Polwan National Traffic Management Centre, Avvy Olivia (kiri) dan Eka Frestya di Jakarta. (Tempo/Arnold Simanjuntak)
TEMPO.CO, Jakarta - Markas Besar Kepolisian mengerahkan polisi wanita untuk meredam kemungkinan aksi anarkistis para pendemo kenaikan harga bahan bakar minyak. Strategi ini diterapkan karena sebagian besar pengunjuk rasa adalah pria. "Ini pendekatan secara soft dari kami," kata juru bicara Markas Besar Kepolisian, Inspektur Jenderal Saud Usman Nasution, saat ditemui di kantornya, Jakarta, Selasa, 27 Maret 2012.
Saud menilai strategi ini adalah yang paling soft untuk meredam emosi massa. Keberadaan polisi wanita diharapkan bisa mengatasi kemungkinan munculnya tindak anarkistis. Massa diperkirakan akan mereda bila berhadapan dengan sosok wanita. "Paling tidak ini merupakan upaya kita supaya kegiatan massa ini bisa berjalan baik," katanya.

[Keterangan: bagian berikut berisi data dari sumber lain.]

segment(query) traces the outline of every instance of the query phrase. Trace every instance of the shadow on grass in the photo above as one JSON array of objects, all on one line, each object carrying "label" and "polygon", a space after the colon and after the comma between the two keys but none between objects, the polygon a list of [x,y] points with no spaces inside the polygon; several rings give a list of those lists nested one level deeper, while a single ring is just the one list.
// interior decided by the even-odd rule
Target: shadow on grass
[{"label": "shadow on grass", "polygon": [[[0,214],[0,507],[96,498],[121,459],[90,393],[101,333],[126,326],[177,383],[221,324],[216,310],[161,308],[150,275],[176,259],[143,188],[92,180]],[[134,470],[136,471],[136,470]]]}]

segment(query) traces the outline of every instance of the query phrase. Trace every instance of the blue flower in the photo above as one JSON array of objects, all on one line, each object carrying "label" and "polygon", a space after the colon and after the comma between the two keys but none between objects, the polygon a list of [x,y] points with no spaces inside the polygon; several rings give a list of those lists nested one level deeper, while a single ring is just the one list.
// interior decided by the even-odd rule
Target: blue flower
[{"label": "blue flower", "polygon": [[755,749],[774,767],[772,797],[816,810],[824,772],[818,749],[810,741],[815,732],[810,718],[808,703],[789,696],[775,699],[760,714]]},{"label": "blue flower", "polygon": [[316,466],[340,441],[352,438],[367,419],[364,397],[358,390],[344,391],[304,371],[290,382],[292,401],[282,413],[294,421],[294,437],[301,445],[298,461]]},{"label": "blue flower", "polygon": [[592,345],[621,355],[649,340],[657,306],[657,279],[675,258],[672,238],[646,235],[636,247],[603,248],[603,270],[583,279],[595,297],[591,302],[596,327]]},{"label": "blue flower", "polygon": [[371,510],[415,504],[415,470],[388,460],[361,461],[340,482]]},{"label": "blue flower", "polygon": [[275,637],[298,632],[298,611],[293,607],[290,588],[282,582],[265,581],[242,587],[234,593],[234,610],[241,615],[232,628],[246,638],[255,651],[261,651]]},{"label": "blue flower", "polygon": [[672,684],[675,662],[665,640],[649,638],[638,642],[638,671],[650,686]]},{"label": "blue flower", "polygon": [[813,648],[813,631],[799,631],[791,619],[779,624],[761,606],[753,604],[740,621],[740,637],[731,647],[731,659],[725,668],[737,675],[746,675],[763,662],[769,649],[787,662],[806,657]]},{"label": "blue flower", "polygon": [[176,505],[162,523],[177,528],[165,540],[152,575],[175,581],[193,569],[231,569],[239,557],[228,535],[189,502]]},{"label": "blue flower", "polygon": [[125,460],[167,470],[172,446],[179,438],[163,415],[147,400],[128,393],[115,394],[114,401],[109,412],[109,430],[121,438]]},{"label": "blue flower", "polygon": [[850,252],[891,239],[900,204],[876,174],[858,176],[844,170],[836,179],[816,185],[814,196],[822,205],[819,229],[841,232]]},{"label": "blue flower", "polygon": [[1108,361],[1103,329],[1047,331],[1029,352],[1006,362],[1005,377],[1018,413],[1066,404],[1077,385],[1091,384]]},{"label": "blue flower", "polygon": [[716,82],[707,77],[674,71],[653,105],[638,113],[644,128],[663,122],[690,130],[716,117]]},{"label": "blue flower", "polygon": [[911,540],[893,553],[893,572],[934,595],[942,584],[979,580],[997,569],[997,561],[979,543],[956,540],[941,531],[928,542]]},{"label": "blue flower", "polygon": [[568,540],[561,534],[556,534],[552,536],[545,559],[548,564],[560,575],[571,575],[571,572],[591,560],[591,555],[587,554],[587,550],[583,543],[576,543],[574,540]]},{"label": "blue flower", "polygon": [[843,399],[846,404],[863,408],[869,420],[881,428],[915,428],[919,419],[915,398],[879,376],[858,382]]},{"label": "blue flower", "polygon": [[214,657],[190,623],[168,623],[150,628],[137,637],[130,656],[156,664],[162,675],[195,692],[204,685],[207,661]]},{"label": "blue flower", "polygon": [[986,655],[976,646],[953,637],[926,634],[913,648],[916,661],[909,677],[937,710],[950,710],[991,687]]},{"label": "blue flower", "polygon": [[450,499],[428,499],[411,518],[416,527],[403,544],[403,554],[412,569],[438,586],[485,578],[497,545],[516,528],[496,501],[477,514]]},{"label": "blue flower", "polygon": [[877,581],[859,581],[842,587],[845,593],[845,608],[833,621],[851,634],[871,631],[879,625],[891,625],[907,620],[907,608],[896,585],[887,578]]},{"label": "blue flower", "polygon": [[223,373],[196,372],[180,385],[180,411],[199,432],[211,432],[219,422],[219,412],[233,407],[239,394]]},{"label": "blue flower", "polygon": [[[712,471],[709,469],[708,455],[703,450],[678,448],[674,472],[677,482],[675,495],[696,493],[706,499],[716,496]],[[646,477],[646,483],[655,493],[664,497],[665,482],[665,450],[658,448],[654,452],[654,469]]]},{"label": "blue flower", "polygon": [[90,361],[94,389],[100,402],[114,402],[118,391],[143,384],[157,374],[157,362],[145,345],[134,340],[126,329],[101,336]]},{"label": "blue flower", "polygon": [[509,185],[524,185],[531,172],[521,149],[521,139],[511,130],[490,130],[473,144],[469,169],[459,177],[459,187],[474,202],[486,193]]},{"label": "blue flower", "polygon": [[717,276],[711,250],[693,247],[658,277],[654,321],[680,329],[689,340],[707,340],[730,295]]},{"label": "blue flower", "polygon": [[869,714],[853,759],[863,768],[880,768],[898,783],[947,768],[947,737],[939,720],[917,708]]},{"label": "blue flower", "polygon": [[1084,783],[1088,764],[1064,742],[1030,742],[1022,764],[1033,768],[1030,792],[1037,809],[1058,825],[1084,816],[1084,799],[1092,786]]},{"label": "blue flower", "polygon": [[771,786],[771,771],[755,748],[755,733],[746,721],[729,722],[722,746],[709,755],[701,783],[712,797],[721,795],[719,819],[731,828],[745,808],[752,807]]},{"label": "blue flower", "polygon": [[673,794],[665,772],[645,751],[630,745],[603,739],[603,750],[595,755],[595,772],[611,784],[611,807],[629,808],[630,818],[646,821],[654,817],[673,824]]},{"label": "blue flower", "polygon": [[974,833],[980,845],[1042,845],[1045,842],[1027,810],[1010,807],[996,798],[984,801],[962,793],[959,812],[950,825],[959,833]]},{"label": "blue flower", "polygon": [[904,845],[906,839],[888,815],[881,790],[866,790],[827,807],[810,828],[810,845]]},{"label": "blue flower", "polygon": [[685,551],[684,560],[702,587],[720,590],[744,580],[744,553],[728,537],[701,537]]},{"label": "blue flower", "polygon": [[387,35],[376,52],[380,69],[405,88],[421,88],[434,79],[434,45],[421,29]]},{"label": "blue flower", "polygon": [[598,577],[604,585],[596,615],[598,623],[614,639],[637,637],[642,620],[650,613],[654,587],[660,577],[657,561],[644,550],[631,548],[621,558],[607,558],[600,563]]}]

Keberadaan polisi wanita juga diharapkan dapat meminimalkan munculnya provokasi untuk bertindak anarkistis dan perusakan. Tapi, bila aksi sudah mengarah pada anarkistis, kata Saud, polisi wanita akan langsung ditarik ke belakang dan digantikan polisi bersenjata tameng. "Kalau masyarakat menganiaya perempuan, itu sudah keterlaluan juga, hati nuraninya di mana?" kata Saud.
Kepolisian Daerah Metro Jaya mengerahkan masing-masing satu kompi polisi wanita di kawasan gedung MPR/DPR dan di kawasan Monas. Keberadaan mereka memang ditujukan untuk meredam aksi anarkistis di dua tempat yang rawan tersebut.
Dalam penanganan aksi demo ini, Saud melanjutkan, Kepolisian tidak menggunakan senjata api. Anggota polisi yang bertugas hanya dilengkapi tameng dan tongkat. Selain itu, untuk pengendalian, beberapa anggota membawa laras licin dan gas air mata. "Semuanya untuk melindungi anggota kita dari serangan, bukan untuk menyerang pendemo," kata Saud.